O fuzil se tornou disponível comercialmente nos EUA a partir de 2004, quando o Congresso permitiu que chegasse ao fim o prazo da Proibição Federal a Armas de Assalto, parte de uma lei federal sobre controle de armas de fogo, que mencionava especificamente o AR-15. Em menos de quinze anos, milhões de variações do AR-15 foram vendidas ao público norte-americano. Kelley comprou o seu numa loja de equipamento esportivo em San Antonio em 2016.
O AR-15 se tornou disponível comercialmente nos EUA a partir de 2004, quando o Congresso permitiu que vencesse o prazo da Proibição Federal a Armas de Assalto, parte de uma lei federal sobre controle de armas de fogo.
Os planos do governo Trump de promover esse tipo de comércio ao redor do mundo poderiam aumentar as vendas anuais de armas de fogo em 15 a 20%, de acordo com Lawrence Keane, vice-presidente sênior do grupo National Shooting Sports Foundation (Fundação Nacional de Esportes de Tiro).

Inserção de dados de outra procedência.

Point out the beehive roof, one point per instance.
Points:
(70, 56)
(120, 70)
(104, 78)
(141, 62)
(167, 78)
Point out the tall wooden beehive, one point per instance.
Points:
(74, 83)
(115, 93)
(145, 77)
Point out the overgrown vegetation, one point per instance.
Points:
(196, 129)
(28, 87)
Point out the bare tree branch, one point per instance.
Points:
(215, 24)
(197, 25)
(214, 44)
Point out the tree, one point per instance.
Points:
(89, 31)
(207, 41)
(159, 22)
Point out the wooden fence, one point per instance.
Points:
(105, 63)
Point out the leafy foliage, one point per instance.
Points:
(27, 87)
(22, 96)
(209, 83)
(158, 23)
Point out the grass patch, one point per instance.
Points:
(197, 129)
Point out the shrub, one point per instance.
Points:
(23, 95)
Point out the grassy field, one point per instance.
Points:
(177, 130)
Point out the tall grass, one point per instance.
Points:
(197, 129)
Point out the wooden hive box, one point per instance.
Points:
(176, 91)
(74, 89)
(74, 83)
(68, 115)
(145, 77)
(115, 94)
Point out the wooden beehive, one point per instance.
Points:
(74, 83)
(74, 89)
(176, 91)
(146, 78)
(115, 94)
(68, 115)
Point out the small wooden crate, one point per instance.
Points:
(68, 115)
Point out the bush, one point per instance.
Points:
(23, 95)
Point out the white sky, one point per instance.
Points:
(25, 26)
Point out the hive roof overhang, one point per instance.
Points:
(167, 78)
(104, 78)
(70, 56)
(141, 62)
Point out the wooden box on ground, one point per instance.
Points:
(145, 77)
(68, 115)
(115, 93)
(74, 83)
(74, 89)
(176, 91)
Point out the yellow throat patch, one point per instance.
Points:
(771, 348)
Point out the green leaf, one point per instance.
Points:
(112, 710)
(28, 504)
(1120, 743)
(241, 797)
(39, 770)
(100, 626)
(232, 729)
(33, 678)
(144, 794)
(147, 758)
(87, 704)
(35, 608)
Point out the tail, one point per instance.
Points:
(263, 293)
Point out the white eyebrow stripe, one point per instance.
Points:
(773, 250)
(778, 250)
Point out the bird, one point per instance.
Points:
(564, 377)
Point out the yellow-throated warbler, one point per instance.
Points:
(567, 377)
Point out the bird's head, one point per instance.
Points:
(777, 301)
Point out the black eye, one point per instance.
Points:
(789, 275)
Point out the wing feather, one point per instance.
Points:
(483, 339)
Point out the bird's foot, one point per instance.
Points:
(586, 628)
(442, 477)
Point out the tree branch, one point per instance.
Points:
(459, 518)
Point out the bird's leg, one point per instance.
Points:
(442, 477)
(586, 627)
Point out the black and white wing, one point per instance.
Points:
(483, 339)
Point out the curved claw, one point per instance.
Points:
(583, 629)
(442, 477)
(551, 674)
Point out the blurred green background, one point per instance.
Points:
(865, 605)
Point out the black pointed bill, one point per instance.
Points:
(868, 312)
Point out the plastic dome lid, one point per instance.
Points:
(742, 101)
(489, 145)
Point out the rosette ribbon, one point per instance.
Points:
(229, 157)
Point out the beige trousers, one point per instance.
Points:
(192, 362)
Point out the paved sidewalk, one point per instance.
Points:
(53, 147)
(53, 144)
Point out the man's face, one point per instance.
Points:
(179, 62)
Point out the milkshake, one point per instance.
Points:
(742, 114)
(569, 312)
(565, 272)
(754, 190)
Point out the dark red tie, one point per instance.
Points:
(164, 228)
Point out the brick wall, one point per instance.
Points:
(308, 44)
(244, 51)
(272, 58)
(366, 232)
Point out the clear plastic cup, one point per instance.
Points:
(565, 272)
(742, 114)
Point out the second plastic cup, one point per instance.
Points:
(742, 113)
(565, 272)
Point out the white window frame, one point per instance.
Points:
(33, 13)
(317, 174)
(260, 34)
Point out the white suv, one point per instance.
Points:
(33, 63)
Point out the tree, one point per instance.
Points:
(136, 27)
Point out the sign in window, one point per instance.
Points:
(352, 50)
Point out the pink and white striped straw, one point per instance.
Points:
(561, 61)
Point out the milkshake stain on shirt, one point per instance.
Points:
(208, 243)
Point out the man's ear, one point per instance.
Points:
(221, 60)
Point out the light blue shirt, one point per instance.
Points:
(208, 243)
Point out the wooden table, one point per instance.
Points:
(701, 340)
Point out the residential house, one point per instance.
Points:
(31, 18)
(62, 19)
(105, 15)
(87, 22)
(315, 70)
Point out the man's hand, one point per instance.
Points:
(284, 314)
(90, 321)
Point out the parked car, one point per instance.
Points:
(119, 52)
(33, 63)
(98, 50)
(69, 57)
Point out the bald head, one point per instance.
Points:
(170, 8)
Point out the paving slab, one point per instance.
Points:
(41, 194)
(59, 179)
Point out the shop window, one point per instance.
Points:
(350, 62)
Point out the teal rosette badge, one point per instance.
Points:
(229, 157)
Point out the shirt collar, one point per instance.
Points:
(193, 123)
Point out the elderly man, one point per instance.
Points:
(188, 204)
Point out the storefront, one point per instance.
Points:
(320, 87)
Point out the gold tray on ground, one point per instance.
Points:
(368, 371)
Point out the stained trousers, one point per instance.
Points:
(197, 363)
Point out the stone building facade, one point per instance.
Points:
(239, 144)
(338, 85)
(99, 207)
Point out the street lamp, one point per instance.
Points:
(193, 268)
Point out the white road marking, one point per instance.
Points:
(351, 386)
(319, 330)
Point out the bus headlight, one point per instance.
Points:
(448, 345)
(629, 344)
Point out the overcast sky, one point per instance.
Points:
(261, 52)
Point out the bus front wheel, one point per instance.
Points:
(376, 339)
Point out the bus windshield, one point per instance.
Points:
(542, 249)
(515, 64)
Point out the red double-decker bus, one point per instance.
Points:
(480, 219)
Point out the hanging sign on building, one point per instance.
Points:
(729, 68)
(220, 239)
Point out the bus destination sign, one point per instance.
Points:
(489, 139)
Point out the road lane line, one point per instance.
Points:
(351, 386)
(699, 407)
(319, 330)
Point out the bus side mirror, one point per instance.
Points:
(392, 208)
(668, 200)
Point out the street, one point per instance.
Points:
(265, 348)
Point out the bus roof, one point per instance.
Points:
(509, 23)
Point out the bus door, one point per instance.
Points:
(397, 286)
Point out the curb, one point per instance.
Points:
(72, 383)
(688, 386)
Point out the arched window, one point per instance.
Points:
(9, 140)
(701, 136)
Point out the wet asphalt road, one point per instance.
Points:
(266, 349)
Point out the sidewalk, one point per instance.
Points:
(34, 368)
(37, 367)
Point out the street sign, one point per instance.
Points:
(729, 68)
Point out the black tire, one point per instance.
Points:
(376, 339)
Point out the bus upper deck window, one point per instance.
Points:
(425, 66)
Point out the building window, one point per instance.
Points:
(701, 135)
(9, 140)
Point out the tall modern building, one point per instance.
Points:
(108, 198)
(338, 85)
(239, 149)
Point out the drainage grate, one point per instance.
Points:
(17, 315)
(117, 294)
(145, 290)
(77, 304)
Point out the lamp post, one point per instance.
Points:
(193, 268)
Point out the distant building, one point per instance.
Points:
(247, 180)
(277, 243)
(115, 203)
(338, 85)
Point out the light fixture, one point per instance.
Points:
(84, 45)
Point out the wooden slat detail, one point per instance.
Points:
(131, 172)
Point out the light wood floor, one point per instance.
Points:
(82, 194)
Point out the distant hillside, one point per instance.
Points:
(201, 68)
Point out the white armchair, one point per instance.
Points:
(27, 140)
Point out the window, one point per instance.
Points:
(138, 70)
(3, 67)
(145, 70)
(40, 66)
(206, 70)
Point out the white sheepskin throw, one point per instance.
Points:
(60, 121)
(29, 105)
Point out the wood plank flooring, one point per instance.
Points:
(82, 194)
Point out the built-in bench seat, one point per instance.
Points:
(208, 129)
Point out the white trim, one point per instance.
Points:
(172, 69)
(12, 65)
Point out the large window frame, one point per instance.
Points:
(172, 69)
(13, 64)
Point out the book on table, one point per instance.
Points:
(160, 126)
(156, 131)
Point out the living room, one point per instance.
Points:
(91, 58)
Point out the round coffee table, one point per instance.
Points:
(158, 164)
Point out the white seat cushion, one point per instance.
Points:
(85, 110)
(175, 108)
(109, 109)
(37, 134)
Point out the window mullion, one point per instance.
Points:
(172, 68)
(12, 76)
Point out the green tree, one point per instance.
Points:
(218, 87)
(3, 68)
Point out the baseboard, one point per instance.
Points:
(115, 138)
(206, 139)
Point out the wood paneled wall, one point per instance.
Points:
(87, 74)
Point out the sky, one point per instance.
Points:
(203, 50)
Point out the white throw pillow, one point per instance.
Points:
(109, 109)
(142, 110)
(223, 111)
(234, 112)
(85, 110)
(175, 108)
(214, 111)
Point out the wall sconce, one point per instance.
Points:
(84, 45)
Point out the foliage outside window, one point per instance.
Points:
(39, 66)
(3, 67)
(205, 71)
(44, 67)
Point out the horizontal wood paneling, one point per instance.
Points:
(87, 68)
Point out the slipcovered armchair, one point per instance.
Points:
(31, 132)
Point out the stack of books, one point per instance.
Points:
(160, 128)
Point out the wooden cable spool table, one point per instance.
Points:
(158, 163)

O esforço governamental para abrir os mercados internacionais aos fabricantes de armas estadunidenses pode ser visto como uma demonstração de gratidão pela Casa Branca de Trump. “É possível realmente abrir a porteira se isso for feito do jeito certo”, um alto funcionário do governo comentou sobre o plano.
O lobby das armas de fogo fez doações generosas para eleger Trump. A Sturm Ruger doou 4 milhões de dólares para a NRA ano passado, e a NRA, por sua vez, gastou mais de 30 milhões de dólares em apoio à campanha de Trump.
A eleição de Trump, no entanto, parece ter inadvertidamente sufocado as vendas domésticas de armas, revertendo o crescimento contínuo que caracterizou o período do governo do ex-presidente Barack Obama. A Sturm Ruger foi especialmente atingida; seus lucros se reduziram pela metade no começo deste ano. “Penso que havia uma grande ressaca no fim do ciclo eleitoral que precisava ser superada”, disse o CEO da Ruger Cristopher Killoy, em uma teleconferência de discussão de resultados.
O plano do governo Trump para estimular as vendas internacionais de armas não requer aprovação no Congresso, e pessoas do governo disseram à Reuters que ele poderá ser implementado ainda no primeiro semestre de 2018. Um funcionário do Departamento de Estado contactado por The Intercept não respondeu a questionamentos sobre a proposta de política, apenas expressou o compromisso do governo em afrouxar a regulamentação. “Este governo está comprometido em reduzir o ônus regulatório e encorajar as exportações dos EUA. Estamos avaliando as providências que poderiam ajudar a atingir esses objetivos sem comprometer a segurança nacional dos Estados Unidos”, disse o funcionário. “Todas as transferências de armas são feitas em conformidade com a legislação dos EUA e revistas à luz da política convencional de transferência de armas, que inclui a ponderação sobre o uso final e os direitos humanos.”
Três senadores do Partido Democrata se manifestaram contra a proposta de alteração em uma carta enviada ao Secretário de Estado Rex Tillerson em setembro, destacando que as armas ligeiras são o “principal meio usado para causar ferimentos e destruição em conflitos civis e militares ao redor do mundo.”
O esforço do governo para simplificar o controle de exportação de armas ligeiras começou ainda na gestão Obama em 2009, mas o plano perdeu força à medida que os tiroteios em território americano tomaram as manchetes ao longo da última década. Ainda não está claro se o governo Trump terá tais escrúpulos.